Federal Rule Changes Would Loosen Radiation Protections at LANL, Nationwide
The DOE dropped its 'as low as reasonably achievable' radiation standard in January, and an NNSA official has since confirmed LANL will allow workers higher annual doses as pit production expands.

The Department of Energy's radiation protection framework changed fundamentally on January 12, when Energy Secretary Chris Wright announced the agency was eliminating "as low as reasonably achievable," the ALARA principle that for decades had required DOE sites, including Los Alamos National Laboratory, to drive worker and public radiation exposures toward the lowest levels practical, not merely below the statutory ceiling. An NNSA official has since confirmed that LANL will allow workers to receive additional annual dose, a change that arrives as the laboratory expands its plutonium pit production mission and its contractor workforce.
ALARA was not a fixed number; it was an ongoing obligation to reduce dose through engineering controls, respiratory protection, and work restrictions whenever doing so was reasonably achievable. At LANL, where technicians and tradespeople work alongside scientists at the Plutonium Processing and Handling Facility and related radiological areas, that obligation determined when additional protective measures were required. Without it, the 5 rem statutory ceiling becomes the only operative limit.

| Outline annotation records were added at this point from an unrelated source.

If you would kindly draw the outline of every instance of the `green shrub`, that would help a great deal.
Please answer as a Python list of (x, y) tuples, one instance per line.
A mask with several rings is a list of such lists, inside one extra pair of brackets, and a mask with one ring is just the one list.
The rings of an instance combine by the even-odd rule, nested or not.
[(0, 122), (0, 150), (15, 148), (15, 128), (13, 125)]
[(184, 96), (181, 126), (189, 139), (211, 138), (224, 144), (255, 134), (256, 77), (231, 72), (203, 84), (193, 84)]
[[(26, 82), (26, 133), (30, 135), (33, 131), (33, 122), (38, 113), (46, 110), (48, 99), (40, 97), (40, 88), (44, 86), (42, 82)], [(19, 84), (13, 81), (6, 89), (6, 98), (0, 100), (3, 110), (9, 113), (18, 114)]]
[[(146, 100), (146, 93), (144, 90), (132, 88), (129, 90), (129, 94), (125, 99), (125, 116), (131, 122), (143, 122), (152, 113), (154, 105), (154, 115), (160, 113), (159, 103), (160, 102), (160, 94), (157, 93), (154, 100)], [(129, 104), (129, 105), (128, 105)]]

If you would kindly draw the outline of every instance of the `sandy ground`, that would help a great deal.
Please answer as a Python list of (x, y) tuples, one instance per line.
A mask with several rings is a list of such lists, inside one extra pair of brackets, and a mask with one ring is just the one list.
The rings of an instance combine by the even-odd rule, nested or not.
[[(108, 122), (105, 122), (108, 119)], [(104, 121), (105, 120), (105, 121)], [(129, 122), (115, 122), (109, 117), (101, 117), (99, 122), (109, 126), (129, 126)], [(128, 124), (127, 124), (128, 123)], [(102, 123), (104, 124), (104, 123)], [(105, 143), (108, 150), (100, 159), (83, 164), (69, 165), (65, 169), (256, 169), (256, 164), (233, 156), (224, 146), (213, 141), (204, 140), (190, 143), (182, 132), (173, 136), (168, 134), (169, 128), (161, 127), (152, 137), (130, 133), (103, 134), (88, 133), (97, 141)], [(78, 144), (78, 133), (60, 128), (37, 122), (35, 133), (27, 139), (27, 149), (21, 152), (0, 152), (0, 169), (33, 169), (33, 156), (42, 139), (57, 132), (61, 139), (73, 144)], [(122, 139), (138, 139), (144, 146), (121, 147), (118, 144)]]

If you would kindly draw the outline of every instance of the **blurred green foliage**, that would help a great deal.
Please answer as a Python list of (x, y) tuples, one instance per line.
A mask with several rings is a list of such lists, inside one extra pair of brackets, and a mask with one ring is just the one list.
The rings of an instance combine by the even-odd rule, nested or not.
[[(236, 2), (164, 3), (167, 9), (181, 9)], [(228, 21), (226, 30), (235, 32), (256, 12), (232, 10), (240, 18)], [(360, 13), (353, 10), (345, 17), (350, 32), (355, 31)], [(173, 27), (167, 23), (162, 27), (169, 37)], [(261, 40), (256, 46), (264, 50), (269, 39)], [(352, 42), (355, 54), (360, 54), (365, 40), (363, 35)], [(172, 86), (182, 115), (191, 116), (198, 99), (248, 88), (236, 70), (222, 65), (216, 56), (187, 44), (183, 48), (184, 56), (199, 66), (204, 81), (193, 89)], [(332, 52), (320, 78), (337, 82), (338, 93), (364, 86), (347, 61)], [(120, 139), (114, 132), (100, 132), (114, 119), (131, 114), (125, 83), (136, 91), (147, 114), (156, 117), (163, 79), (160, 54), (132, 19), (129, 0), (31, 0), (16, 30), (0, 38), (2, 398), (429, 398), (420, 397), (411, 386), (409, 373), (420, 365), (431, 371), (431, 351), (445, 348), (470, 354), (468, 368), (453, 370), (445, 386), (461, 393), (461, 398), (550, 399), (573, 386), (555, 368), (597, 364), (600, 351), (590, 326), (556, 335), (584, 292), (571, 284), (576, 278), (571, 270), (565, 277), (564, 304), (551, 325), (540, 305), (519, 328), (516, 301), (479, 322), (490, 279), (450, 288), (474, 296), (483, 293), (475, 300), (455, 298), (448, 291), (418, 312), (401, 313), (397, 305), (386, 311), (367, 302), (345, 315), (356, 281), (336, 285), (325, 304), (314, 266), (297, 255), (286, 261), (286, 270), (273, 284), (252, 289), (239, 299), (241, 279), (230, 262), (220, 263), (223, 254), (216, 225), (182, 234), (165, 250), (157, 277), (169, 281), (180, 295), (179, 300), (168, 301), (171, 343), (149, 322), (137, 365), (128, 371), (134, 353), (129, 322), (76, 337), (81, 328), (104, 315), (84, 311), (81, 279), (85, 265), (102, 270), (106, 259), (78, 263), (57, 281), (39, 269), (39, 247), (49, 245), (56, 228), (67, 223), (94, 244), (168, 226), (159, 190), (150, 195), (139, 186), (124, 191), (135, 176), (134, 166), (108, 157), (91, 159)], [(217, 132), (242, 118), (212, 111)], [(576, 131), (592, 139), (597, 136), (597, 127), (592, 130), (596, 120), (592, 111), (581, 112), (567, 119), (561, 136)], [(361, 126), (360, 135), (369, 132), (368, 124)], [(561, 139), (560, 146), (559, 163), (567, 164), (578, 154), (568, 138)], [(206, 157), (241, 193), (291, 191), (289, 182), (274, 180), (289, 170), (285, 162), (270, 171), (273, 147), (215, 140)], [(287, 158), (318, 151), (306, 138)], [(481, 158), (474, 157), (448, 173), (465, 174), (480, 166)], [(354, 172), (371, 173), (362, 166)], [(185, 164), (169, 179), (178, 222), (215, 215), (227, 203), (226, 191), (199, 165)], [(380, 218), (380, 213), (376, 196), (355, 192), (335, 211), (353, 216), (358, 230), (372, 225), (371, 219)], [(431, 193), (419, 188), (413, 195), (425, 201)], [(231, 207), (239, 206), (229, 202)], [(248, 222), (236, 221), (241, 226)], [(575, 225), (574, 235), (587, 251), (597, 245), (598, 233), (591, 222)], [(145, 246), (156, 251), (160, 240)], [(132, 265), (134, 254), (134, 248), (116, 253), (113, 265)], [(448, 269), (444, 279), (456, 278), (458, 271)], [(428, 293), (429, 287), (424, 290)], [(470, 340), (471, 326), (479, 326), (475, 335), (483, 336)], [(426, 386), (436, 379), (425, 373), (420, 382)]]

The gap between where workers have actually been and where they could legally go is wide. In 2024, the DOE monitored close to 85,000 workers across its complex for radiation exposure. Of the roughly one in five who received any detectable dose, the average measured exposure was 1 percent of the 5 rem statutory limit. Across all DOE sites in a five-year span, just one worker received a dose exceeding 2 rem, and that single incident occurred at LANL's Plutonium Processing and Handling Facility. The watchdog Los Alamos Study Group has reported that LANL's internal administrative control levels have been loosened fivefold under the new directives, narrowing the buffer between daily practice and the statutory ceiling.
The Nuclear Regulatory Commission is moving in the same direction. Under an executive order requiring wholesale revision of its regulations, the NRC has said it is considering eliminating ALARA from Part 20, the half-century-old standard governing occupational and public exposure. A proposed rule is expected for public comment by April 30.
The shift traces directly to the White House. President Trump signed four executive orders last May aimed at what he called an industry "atrophied" by regulation, and Executive Order 14300 specifically criticized ALARA as lacking sound scientific basis. Researchers at Idaho National Laboratory followed with a report recommending the 5,000 millirem annual limit be kept with no ALARA requirements below it; DOE moved quickly to align.

Worker advocates have pushed back sharply. Bradley Clawson, a retired nuclear worker who serves on the Centers for Disease Control advisory board on radiation and workers, said the rollback targets the practices that kept his occupational dose manageable. "They're pulling away from what's kept us safe all these years," Clawson said, speaking in a personal capacity. A coalition of scientists, physicians and community advocates filed a joint letter calling the changes an unacceptable sidelining of scientific standards in favor of industry priorities. The United Steelworkers union separately said it is committed to standards it described as "Gold Standard Science."
Those stakes fall hardest on workers with the least institutional protection. LANL is adding craft trades workers, subcontractors, and support personnel as its mission expands, and those workers' radiological monitoring resources typically lag behind those of cleared laboratory staff. For nearby Pueblos and county residents who have pressed for transparency in LANL's radiological footprint, the loss of ALARA also removes a concrete public benchmark: it required demonstrable effort toward minimization, not just a number declared technically not exceeded.
What independent monitoring or dose-reporting requirements will replace that obligation is the question county emergency management, tribal governments, and labor representatives have not yet received an answer to.